Help! bought bone-in pork loin instead of boneless
- The Dairy Queen Dec 23, 2007 07:41 AM
I bought a 3 lb bone-in pork loin instead of a boneless 3 lb pork loin.
The recipe calls for roasting the 3 lb boneless loin at 400 degrees for about an hour until the internal temp reaches 160 degrees.
How do I adapt the cooking time and/or oven temp? How do I know it's done?
Assuming you are using a thermometer, just check at a little after an hour and see what the temperature is. It may be at 160* or close to it, and only a little more cooking time is necessary. I would imagine total time would be less than 80 minutes.
Another option is for you to butcher the meat yourself and continue to follow your original instructions. Boning is easy, just slide a knife along the bones to separate. You can save the bones for a Sunday gravy or cook with your roast to serve as ribs.
Personally, I like to slow cook meats and pork in particular, at 225*. A three pound roast with ribs will take approximately 2.5-3.0 hours at most and you will have a very moist roast pork loin.
Which ever method of roasting you ultimately decide on, fast/high or slow/low, be sure to start with your meat or roast at room or near room temperature for even cooking results.
You'll just need to cook it a little longer to get it up to temp. And you'll have a delicious bone to make stock with when you're done!
One suggestion: Do NOT cook the pork to 160 before removing from the oven. If you do, it will continue to cook to 170 as it rests and be overdone. I recommend you remove it at 150 and then rest about 10 minutes. You will have a prefectly cooked loin with an internal temperature of 160.
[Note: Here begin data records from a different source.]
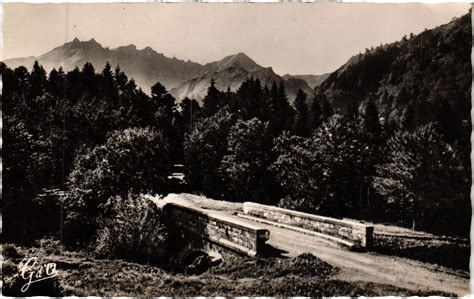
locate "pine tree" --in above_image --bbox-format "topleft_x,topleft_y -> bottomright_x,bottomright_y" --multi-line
436,99 -> 462,144
359,96 -> 382,136
202,78 -> 224,117
399,102 -> 416,131
100,61 -> 118,101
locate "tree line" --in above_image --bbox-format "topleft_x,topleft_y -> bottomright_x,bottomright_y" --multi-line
1,62 -> 470,251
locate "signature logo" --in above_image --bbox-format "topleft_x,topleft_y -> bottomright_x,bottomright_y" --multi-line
18,257 -> 59,292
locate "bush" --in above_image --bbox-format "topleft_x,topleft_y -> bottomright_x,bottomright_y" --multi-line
63,128 -> 172,244
184,109 -> 234,198
219,118 -> 272,202
2,244 -> 21,258
374,124 -> 471,235
96,194 -> 167,263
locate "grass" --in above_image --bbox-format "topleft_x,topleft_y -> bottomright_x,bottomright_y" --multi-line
3,247 -> 458,296
371,234 -> 471,271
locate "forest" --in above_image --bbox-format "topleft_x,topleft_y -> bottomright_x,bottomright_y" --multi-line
1,36 -> 471,259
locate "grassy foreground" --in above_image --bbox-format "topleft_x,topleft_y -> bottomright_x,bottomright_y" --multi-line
2,245 -> 451,296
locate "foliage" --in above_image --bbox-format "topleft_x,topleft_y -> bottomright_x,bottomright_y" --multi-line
184,109 -> 234,197
95,194 -> 167,263
64,128 -> 172,244
374,124 -> 470,233
272,115 -> 378,216
219,118 -> 271,202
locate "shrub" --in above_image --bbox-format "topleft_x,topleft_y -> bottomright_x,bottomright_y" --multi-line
184,109 -> 234,198
63,128 -> 172,244
374,124 -> 471,235
96,194 -> 167,263
2,244 -> 20,258
219,118 -> 272,202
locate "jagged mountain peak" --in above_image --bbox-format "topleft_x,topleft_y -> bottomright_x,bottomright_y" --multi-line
65,37 -> 103,49
206,52 -> 261,72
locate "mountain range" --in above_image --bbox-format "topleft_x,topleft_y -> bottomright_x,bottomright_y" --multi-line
4,38 -> 313,100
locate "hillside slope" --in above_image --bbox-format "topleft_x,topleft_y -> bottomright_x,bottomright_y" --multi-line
315,13 -> 472,123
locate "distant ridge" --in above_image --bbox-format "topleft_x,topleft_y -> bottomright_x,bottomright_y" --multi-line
4,38 -> 312,100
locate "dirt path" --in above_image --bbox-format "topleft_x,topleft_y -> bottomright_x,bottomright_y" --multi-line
163,195 -> 469,296
241,220 -> 469,296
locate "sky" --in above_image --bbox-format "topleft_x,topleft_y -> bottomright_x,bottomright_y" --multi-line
2,3 -> 471,75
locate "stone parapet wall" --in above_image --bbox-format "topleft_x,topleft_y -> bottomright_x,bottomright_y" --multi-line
243,202 -> 374,248
164,203 -> 270,256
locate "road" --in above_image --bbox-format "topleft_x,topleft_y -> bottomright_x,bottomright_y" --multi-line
165,195 -> 469,296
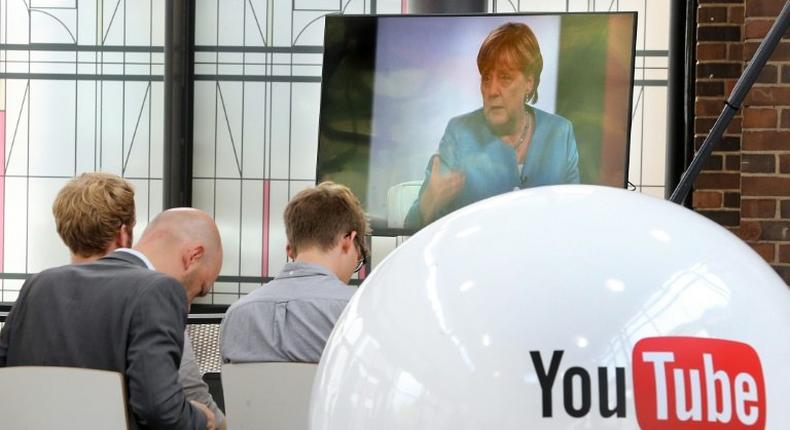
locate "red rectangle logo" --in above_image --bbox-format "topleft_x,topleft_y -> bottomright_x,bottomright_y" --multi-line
632,337 -> 766,430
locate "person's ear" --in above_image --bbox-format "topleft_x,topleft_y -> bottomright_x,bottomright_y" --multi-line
340,230 -> 357,254
524,76 -> 535,102
118,224 -> 134,248
182,245 -> 206,272
107,224 -> 132,252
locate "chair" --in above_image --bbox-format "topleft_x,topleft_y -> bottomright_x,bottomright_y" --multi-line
387,179 -> 422,228
0,366 -> 128,430
222,363 -> 318,430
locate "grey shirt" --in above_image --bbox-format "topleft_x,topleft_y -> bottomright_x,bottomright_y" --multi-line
178,331 -> 225,428
220,262 -> 355,363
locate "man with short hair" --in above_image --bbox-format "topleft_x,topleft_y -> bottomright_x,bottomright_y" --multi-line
52,172 -> 225,428
220,182 -> 369,363
0,208 -> 222,430
52,172 -> 135,263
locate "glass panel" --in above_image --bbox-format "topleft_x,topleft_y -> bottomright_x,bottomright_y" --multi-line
0,0 -> 165,301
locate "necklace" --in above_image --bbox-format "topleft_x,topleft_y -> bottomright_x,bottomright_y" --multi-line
515,111 -> 532,152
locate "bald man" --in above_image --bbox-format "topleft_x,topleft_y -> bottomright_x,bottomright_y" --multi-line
0,208 -> 222,430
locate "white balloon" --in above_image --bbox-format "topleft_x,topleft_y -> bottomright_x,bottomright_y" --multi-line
310,185 -> 790,430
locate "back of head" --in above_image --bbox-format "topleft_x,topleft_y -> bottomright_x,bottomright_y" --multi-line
52,172 -> 135,257
135,208 -> 222,300
284,182 -> 370,254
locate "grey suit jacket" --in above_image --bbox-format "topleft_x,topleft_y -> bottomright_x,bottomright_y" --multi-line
0,252 -> 206,430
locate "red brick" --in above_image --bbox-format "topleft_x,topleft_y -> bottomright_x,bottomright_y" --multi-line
741,198 -> 776,219
745,85 -> 790,106
741,154 -> 776,173
724,192 -> 741,209
779,244 -> 790,263
749,243 -> 776,263
691,191 -> 723,209
727,6 -> 745,24
695,80 -> 728,96
743,41 -> 790,61
772,265 -> 790,285
697,25 -> 741,42
758,221 -> 790,241
727,43 -> 743,61
702,154 -> 724,171
743,19 -> 774,39
694,172 -> 741,190
742,130 -> 790,151
697,6 -> 727,24
779,200 -> 790,219
743,107 -> 778,128
697,42 -> 727,61
746,0 -> 785,17
697,62 -> 743,79
735,220 -> 763,241
779,154 -> 790,173
724,154 -> 741,172
744,176 -> 790,197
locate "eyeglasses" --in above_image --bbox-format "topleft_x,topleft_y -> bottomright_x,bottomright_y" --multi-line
349,233 -> 368,273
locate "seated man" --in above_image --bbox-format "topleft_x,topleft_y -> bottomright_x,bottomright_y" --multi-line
220,182 -> 369,363
52,172 -> 225,428
0,208 -> 222,429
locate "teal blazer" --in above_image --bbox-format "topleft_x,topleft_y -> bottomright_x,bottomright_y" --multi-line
404,107 -> 579,228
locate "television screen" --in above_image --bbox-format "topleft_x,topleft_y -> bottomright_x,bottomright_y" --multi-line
317,13 -> 636,235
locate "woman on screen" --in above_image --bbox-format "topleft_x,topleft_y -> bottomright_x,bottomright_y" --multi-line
404,23 -> 583,228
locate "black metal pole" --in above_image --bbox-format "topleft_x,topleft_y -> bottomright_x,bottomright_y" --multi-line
669,1 -> 790,203
665,0 -> 697,204
162,0 -> 195,209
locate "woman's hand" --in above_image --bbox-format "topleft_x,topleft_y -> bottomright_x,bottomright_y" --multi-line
420,154 -> 466,225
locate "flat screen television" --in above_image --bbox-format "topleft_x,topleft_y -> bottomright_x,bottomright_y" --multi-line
316,12 -> 637,235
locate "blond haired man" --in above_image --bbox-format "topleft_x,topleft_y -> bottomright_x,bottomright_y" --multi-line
52,172 -> 135,263
22,172 -> 225,428
220,182 -> 369,363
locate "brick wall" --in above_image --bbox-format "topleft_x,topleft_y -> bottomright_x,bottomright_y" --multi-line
693,0 -> 790,284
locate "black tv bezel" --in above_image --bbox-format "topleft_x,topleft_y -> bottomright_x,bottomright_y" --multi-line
315,11 -> 639,237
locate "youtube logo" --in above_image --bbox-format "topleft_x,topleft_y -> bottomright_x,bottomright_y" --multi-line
632,337 -> 766,430
530,337 -> 767,430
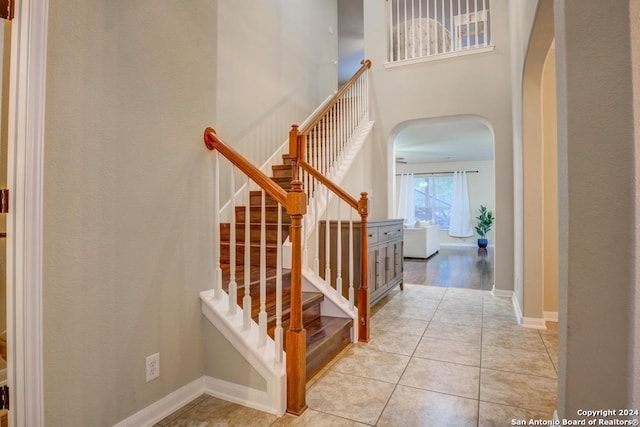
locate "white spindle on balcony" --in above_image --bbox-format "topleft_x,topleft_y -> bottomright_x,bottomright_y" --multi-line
388,0 -> 493,63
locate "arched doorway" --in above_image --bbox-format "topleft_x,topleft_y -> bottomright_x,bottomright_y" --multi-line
389,115 -> 497,290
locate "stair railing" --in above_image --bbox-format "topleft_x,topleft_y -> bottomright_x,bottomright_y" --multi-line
289,60 -> 371,342
204,128 -> 307,414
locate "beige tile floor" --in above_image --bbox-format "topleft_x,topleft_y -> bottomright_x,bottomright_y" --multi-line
157,285 -> 558,427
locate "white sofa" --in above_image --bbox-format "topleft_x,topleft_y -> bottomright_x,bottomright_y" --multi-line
404,222 -> 440,258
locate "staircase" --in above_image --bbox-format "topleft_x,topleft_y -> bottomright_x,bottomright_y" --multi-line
200,61 -> 373,415
220,156 -> 353,379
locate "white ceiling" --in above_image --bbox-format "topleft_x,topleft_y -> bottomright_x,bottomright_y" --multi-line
394,116 -> 493,163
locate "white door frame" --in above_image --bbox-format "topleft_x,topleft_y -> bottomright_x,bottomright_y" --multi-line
7,0 -> 49,427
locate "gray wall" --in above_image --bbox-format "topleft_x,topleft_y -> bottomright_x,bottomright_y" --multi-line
629,0 -> 640,408
555,0 -> 638,418
204,0 -> 338,389
364,0 -> 514,290
43,0 -> 337,426
509,0 -> 538,316
43,0 -> 216,426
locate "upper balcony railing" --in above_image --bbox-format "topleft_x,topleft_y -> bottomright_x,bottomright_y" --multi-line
388,0 -> 493,64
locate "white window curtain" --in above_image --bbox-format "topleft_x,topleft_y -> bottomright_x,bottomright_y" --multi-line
398,173 -> 416,225
449,171 -> 473,237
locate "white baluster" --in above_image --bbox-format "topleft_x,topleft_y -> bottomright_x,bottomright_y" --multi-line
258,190 -> 267,346
389,0 -> 396,62
349,209 -> 356,310
440,0 -> 447,53
456,0 -> 462,50
418,0 -> 424,57
467,0 -> 471,49
213,150 -> 222,299
273,203 -> 282,363
229,166 -> 238,315
396,0 -> 403,61
324,187 -> 331,284
402,0 -> 409,59
427,2 -> 432,56
449,0 -> 455,52
411,0 -> 422,58
331,105 -> 340,174
482,0 -> 489,46
314,182 -> 320,277
242,177 -> 252,331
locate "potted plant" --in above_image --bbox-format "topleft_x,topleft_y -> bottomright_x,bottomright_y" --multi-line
475,205 -> 495,248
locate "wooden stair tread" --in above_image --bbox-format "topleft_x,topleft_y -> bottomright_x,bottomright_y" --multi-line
219,149 -> 353,386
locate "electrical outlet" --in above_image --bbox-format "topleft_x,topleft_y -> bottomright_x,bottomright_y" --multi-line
145,353 -> 160,382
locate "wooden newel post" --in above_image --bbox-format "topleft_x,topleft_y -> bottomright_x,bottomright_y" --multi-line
358,193 -> 371,342
286,180 -> 307,415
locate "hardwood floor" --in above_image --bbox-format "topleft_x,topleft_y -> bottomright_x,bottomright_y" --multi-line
404,246 -> 493,291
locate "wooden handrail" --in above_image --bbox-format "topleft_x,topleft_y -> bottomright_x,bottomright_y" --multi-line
204,127 -> 287,206
298,59 -> 371,135
298,160 -> 359,211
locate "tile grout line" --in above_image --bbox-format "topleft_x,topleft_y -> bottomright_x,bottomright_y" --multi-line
374,284 -> 446,425
476,295 -> 485,427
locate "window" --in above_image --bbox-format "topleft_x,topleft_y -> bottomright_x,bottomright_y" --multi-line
413,176 -> 453,230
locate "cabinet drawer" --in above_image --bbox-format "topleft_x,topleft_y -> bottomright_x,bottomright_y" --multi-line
367,227 -> 378,245
378,224 -> 402,242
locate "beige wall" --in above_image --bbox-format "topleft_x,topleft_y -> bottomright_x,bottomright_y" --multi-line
519,0 -> 553,323
629,0 -> 640,408
364,0 -> 514,290
509,0 -> 538,307
204,0 -> 338,389
542,46 -> 558,314
43,0 -> 216,426
396,160 -> 495,245
555,0 -> 640,418
43,0 -> 337,426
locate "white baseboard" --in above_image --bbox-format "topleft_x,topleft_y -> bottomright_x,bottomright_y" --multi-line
114,375 -> 281,427
440,242 -> 494,248
520,317 -> 547,329
440,242 -> 478,248
491,285 -> 513,298
114,377 -> 205,427
511,292 -> 522,325
202,376 -> 282,416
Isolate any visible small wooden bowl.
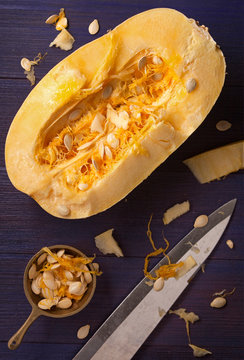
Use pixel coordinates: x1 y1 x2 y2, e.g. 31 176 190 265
8 245 96 350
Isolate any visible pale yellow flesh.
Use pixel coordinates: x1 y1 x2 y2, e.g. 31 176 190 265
6 9 225 218
184 140 244 184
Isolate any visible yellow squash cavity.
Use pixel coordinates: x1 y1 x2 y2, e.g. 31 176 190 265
5 9 225 218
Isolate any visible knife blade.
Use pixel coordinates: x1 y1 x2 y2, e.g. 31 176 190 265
73 199 236 360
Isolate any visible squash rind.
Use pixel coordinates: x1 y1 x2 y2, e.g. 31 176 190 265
5 9 225 218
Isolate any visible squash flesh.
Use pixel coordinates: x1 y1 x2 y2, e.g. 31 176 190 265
35 50 187 191
5 9 225 218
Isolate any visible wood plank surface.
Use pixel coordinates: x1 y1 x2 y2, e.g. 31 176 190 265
0 0 244 360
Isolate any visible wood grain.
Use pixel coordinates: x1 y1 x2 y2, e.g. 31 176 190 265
0 0 244 360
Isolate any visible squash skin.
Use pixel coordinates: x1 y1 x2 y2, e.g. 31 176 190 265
5 9 225 218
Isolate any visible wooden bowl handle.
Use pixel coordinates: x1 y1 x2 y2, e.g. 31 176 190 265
8 309 41 350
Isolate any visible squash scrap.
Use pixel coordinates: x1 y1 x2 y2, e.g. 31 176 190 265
175 255 197 279
143 215 183 280
21 53 47 86
40 247 102 276
163 200 190 225
49 28 75 51
188 344 212 357
95 229 124 257
169 308 212 357
169 308 199 343
183 140 244 184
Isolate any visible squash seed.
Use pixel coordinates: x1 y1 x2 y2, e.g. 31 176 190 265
186 78 197 93
47 255 57 264
37 253 47 265
216 120 232 131
107 134 119 149
84 273 92 284
152 73 163 81
77 325 90 339
152 55 163 65
226 240 234 249
43 271 57 290
57 297 72 309
64 270 74 281
98 142 104 159
69 109 82 121
210 296 226 309
57 249 65 257
58 205 70 216
38 299 55 310
28 264 37 280
69 281 85 296
88 19 99 35
92 158 99 171
31 279 41 295
104 146 113 159
78 183 88 191
102 84 113 99
91 113 105 133
153 277 164 291
56 17 68 31
194 215 208 228
41 287 54 299
138 56 147 71
64 134 73 151
52 263 60 270
45 14 59 24
20 58 32 71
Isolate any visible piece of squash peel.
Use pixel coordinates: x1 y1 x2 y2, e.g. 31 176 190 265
95 229 124 257
163 200 190 225
143 215 183 280
183 140 244 184
40 247 102 275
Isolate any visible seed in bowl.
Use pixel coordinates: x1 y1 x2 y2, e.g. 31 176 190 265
28 247 101 310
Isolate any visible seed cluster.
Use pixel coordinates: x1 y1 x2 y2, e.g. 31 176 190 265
28 248 96 310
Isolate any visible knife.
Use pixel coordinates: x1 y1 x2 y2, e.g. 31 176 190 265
73 199 236 360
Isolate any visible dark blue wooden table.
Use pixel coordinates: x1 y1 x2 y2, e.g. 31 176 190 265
0 0 244 360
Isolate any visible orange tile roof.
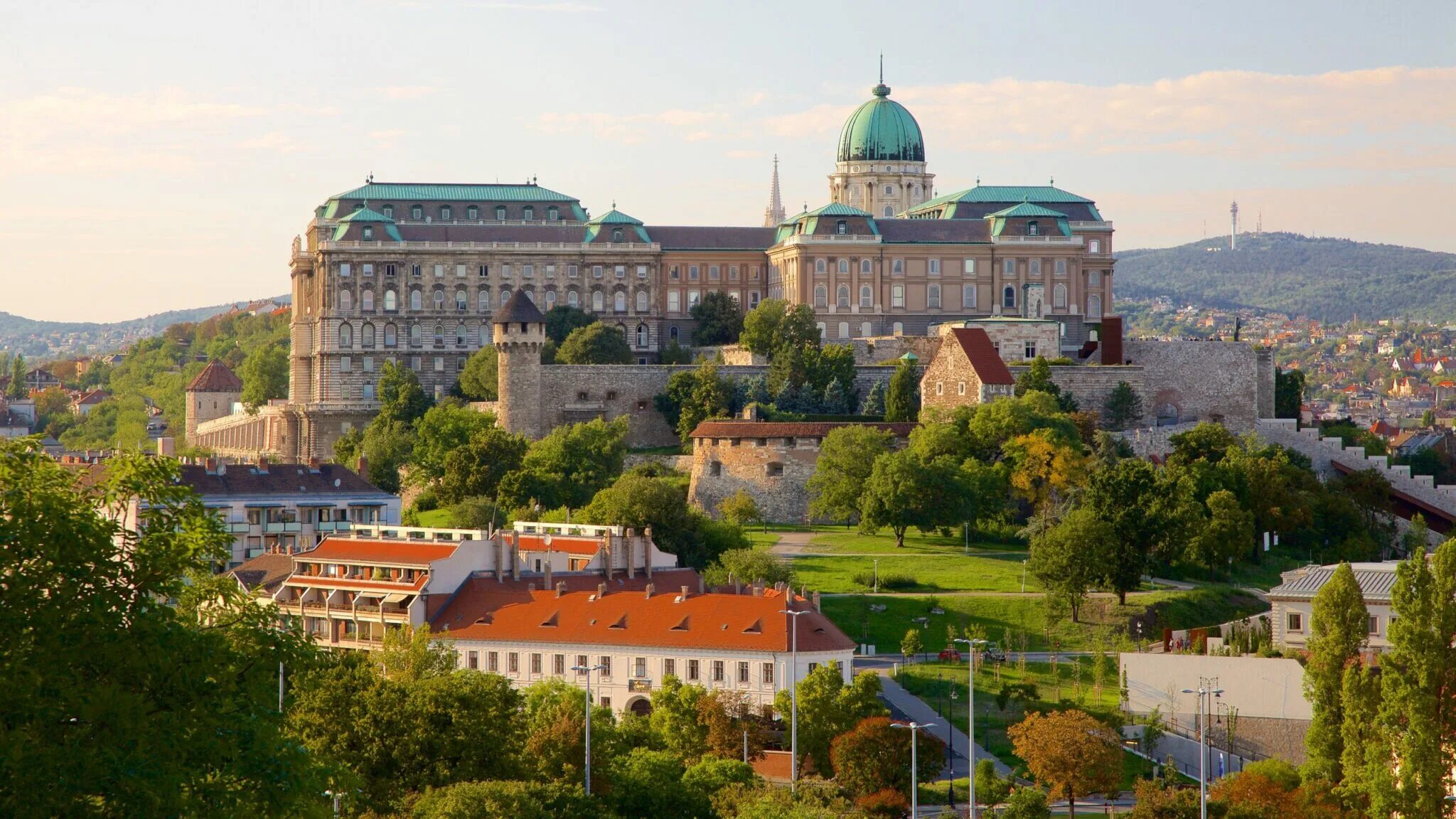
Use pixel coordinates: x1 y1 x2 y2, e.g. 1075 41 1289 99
515 535 601 557
432 573 855 651
309 537 460 565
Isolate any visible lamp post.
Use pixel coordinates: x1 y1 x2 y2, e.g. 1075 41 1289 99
571 666 607 796
951 637 985 819
782 606 815 793
891 722 935 818
1182 679 1223 819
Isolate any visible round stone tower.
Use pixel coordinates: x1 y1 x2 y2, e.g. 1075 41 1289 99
491 290 546 440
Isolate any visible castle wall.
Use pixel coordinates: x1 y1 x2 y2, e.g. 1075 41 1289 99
1123 340 1274 433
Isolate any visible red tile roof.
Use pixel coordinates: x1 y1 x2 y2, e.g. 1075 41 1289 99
186 361 243 392
431 569 855 651
951 326 1017 386
309 537 460 565
692 421 917 439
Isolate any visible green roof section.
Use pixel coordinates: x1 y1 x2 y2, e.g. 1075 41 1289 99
985 203 1067 218
332 182 579 203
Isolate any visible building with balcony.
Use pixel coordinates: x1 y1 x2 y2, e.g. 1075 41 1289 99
182 458 400 567
432 569 855 714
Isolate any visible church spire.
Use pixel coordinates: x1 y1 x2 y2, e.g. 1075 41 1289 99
763 154 785 228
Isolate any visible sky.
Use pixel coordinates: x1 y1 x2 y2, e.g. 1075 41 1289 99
0 0 1456 321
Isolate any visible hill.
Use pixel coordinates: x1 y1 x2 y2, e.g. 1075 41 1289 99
1117 233 1456 322
0 296 291 360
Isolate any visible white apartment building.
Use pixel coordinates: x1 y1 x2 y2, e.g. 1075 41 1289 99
1268 561 1401 651
432 569 855 714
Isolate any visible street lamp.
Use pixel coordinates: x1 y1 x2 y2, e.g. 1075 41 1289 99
571 666 607 796
781 606 815 793
951 637 985 819
891 722 935 816
1182 680 1223 819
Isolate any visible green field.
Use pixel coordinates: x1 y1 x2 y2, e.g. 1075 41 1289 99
793 552 1041 593
827 586 1268 654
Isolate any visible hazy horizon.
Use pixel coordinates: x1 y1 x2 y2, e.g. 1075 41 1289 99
0 1 1456 322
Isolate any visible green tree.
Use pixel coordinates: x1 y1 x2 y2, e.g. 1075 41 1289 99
460 341 498 401
830 717 945 797
1102 380 1143 430
808 426 894 520
1305 562 1369 783
546 304 597 347
689 290 742 347
0 439 326 819
885 358 920 422
237 344 289 412
1027 507 1117 622
1274 369 1305 418
773 663 887 777
370 361 434 424
556 322 632 364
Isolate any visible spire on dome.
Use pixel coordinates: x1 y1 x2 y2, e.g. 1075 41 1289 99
763 154 785 228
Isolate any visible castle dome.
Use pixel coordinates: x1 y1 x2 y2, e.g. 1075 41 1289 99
837 80 924 162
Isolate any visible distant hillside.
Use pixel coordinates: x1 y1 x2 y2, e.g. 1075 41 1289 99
1117 233 1456 322
0 296 293 358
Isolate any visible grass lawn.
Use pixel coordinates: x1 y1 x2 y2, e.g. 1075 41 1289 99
827 582 1267 655
810 526 1027 555
900 655 1153 803
793 552 1041 593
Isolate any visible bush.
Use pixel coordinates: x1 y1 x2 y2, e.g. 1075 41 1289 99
850 569 916 590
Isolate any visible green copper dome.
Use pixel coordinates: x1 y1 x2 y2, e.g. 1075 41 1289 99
839 82 924 162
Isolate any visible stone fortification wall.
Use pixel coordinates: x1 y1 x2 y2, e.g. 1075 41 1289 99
1009 364 1152 415
1123 341 1274 433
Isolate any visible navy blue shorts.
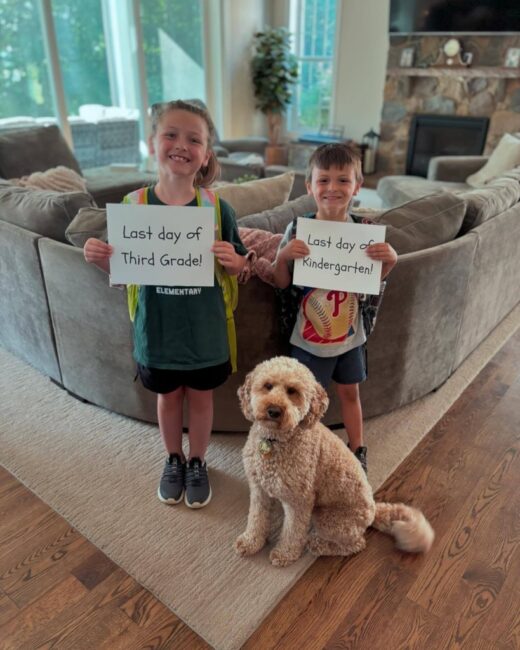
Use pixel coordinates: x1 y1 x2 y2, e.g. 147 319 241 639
137 360 231 394
291 345 367 388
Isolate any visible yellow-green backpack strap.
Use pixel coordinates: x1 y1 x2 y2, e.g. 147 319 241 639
123 187 148 323
196 188 238 372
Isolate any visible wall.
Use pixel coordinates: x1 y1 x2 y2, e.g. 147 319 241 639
219 0 267 138
333 0 390 141
377 34 520 174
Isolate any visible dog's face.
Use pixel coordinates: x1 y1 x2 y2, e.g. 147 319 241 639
238 357 329 439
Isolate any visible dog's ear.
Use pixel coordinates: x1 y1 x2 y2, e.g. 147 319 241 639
300 382 329 429
237 372 255 422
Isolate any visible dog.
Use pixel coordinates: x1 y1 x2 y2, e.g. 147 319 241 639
234 356 434 567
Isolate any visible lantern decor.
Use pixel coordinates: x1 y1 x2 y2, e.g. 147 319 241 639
362 129 379 174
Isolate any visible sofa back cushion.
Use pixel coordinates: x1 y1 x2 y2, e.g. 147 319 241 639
353 192 466 255
466 133 520 187
0 125 81 178
238 194 316 233
458 167 520 235
210 172 294 219
0 185 95 242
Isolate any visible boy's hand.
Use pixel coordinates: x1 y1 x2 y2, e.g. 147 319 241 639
210 240 246 275
278 239 311 262
366 242 397 279
83 237 114 272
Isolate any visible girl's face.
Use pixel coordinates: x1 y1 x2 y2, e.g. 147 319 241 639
149 109 210 179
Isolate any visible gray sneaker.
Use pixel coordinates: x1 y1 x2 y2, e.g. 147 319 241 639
157 454 186 505
184 458 211 508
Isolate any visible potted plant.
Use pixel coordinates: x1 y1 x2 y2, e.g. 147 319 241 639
251 27 298 165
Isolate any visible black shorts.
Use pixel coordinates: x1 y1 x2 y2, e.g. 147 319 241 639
137 360 231 394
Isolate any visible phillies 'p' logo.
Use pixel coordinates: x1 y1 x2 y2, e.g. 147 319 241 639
327 291 348 318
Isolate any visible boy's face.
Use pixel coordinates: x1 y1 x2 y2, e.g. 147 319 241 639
306 165 361 220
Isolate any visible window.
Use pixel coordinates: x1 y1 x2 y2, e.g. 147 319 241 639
288 0 338 132
52 0 112 115
0 0 208 169
0 0 54 119
140 0 206 104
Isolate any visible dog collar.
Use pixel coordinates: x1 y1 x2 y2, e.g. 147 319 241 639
258 438 274 456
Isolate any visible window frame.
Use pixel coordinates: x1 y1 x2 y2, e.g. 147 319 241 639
287 0 342 138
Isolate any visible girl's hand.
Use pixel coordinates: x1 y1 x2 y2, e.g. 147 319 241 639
278 239 311 262
211 240 245 275
83 237 114 273
366 242 397 279
83 237 114 264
I agree and would take it a step further -- Today's pork does not need to be cooked well, until completely white, dry and tough. Having it coast up to 150 or 155 is more than sufficient, so I'd take it out about 8-10 degrees under if cooking hot (350) or five degrees under if cooking more slowly (250-300). Note: trichnosis is pretty much gone from U.S. inspected pork, and is killed above 140 anyway. A slight pink tinge to the meat in the center is perfectly ok.
The classic Italian pork loin roast has the meat cut from the bones, then tied back on for the cooking, using the bones as a sort of rack. I've had limited success with that, and thought my somewhat dry result meant that the Italians knew something I didn't. Then I had "Arista de Maiale" at a pricey joint in Florence, and it was every bit as dry as mine! So I don't cut it off the bone anymore...and if I'm cooking a boneless one I both brine and lard it.
re: Will Owen
I haven't bought a loin roast in a while (mostly get tenderloins and should pieces now), but when I did, they always had a saw cut separating the backbone portion of the bone from the rib part and most of the meat - with just a flap of meat to keep it in place. I assume most butchers still do that.